Chairside Trauma

Dentistry is so hard on us because we are constantly engaging with our patient’s trauma triggers and deep-rooted fears. If you’re an empath like me, it can be challenging to not take it personally or to not feel their pain. 

My first patient after lunch one day was a petite 22-year-old female. She came in with her boyfriend who held her hand as she lay in the chair, crying. She’d been added to the schedule at the last minute under an appointment block that read “Emergency, in pain.” 

The source of her pain was no mystery; she had a decayed and broken premolar that couldn’t be saved. She knew this before she came in, and was willing and ready to go ahead and get it extracted. While the assistants obtained consent and set up for the procedure, she appeared relieved to have a solution.

I sat down next to her, adjusted my loupes, and put on my gloves. Before I even touched her, she began to shake. Her body vibrated from head to toe in small, violent waves. Tears started flowing again, and her breath became shallow and rapid. It sounded like she was gasping for air.

I took my loupes off and removed any instruments that were around. I then realized she was having a panic attack. I wasn’t a stranger to panic attacks, I’d seen them before, and have even had them myself. 

But we hadn’t even started – there were no sounds or smells, and no physical sensations to trigger her. I was taken completely off guard and felt the adrenaline ramping up in my own body.

“Breathe,” I instructed her. “Slow and deep, I’ll do it with you.”  We breathed in for three counts and out for three, then slowly made our way up to five. Her body slowed down as she focused on the numbers.

“Is there something you’re afraid of or worried about?” I asked her.

She started shaking again, and sobbing, “My friend. One of my friends died getting his wisdom tooth taken out,” she explained. Her breathing was erratic, and she clenched her chest. “My chest is tight,” she said, almost in a whisper.

At this point, I knew I had to call the EMTs. I was confident that she wasn’t having a heart attack, but it wasn’t a risk I was able to take. I shared with her that her loss was tragic and rare, and assured her that the risks involved with her tooth were significantly lower than her friend.’ She listened, but in her fight-or-flight state, I wasn’t sure she could hear me. 

While we waited, I just talked to her. All I could do was keep her present and take her mind off of her fear. The conversation kept me present too. “Tell me something that makes you happy,” I said. So she told me about her children. “How many do you have?” I asked. She had four. “What are they going to be for Halloween?” I continued.
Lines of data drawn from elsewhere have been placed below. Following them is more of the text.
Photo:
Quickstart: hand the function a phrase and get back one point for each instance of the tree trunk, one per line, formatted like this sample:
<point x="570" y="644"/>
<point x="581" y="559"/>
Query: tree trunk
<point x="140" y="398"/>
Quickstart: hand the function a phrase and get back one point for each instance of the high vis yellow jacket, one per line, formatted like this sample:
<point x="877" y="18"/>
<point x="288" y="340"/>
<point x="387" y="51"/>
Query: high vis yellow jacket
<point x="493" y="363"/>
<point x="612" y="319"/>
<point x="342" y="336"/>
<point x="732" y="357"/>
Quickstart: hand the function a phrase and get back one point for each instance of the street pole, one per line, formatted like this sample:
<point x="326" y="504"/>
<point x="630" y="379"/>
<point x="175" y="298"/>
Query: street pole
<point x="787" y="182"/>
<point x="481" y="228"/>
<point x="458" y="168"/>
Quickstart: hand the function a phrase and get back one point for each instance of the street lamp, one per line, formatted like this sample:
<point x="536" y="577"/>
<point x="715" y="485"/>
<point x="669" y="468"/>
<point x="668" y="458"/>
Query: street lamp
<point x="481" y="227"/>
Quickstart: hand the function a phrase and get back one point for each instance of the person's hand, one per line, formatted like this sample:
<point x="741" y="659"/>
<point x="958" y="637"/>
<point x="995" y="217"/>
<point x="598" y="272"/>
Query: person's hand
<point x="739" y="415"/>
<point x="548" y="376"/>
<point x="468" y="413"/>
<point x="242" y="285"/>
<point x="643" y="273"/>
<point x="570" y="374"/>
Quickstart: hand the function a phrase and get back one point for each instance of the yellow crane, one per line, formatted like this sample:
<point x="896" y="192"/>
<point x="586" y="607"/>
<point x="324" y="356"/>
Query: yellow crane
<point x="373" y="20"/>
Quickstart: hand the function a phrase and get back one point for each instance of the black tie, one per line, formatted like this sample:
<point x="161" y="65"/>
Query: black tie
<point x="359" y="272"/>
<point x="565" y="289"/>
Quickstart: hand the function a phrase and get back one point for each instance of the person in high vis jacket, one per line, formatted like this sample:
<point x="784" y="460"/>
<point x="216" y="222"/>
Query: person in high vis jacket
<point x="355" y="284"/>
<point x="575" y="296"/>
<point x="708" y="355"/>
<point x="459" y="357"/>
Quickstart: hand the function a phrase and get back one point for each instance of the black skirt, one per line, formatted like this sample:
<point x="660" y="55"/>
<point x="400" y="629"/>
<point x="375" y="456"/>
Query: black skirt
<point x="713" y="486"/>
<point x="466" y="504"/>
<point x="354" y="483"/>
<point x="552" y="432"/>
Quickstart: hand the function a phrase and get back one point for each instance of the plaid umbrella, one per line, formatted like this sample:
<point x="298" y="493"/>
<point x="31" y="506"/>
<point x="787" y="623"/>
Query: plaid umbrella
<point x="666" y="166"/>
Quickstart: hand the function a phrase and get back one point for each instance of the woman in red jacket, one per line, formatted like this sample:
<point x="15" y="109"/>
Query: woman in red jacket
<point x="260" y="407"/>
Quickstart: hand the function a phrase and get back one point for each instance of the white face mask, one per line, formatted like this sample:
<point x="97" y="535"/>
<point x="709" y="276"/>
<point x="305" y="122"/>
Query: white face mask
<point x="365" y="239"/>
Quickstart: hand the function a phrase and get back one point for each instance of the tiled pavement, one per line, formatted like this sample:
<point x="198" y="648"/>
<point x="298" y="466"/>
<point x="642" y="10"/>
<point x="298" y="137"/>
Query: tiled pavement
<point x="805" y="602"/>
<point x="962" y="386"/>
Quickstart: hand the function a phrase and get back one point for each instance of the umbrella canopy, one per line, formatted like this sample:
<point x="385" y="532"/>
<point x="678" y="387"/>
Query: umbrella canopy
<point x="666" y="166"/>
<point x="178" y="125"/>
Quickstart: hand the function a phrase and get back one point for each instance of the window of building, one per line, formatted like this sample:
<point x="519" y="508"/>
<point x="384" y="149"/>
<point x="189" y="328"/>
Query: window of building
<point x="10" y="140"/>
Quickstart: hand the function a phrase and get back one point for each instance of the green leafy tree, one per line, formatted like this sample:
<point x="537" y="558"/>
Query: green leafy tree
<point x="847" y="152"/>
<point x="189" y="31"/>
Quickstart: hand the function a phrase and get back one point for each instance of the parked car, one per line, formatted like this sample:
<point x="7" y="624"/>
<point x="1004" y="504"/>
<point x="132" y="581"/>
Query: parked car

As she spoke about her kids, she lit up, and she laughed. While distracted, she was more at ease, although her body was still pumping with adrenaline. After I handed her off to the EMTs, her boyfriend told me that she was prone to anxiety attacks. She didn’t take medication or seek therapy because they didn’t have health insurance. 

He said she was in the ER just last week for a panic attack. I couldn’t even imagine their growing hospital bills. The irony.

Though this story is an extreme case of dental phobia, it’s not uncommon. We see a lot of patients who sit in our chairs and share their fear of needles, of dental work, of the drill sound, of the loss of control, etc. 

Some of these patients, like the one I shared with you, walk into our offices and relive a trauma completely unrelated to their experience with us. They associate their past trauma with the roles we play and the titles we carry. 

My patient linked an extraction to a friend’s wisdom tooth experience, which brought up the grief of her loss and the fear of losing her own life. The threat of danger was real to her and had nothing to do with me.

But this threat of danger becomes real to us. 

Patients who cry in the chair because they’re scared can trigger us to question if we’re hurting them. A patient in the middle of a panic attack may lead us to think they’re having a heart attack or worry that they may pass out. Then there we are, in fight or flight mode right with them.

We see so many patients a day, and we are so frequently exposed to this environment of fear, and anxiety. And THAT in itself is stressful. THAT is why dentistry can be so draining. What we need to do is learn how to take care of ourselves, how to see these triggers, and manage the stress that comes along with them.

The only way to help a patient is to co-regulate, and those tools were certainly not in our textbooks.

Let’s talk about it. 

Have you ever had a patient reaction you feel you were unprepared for?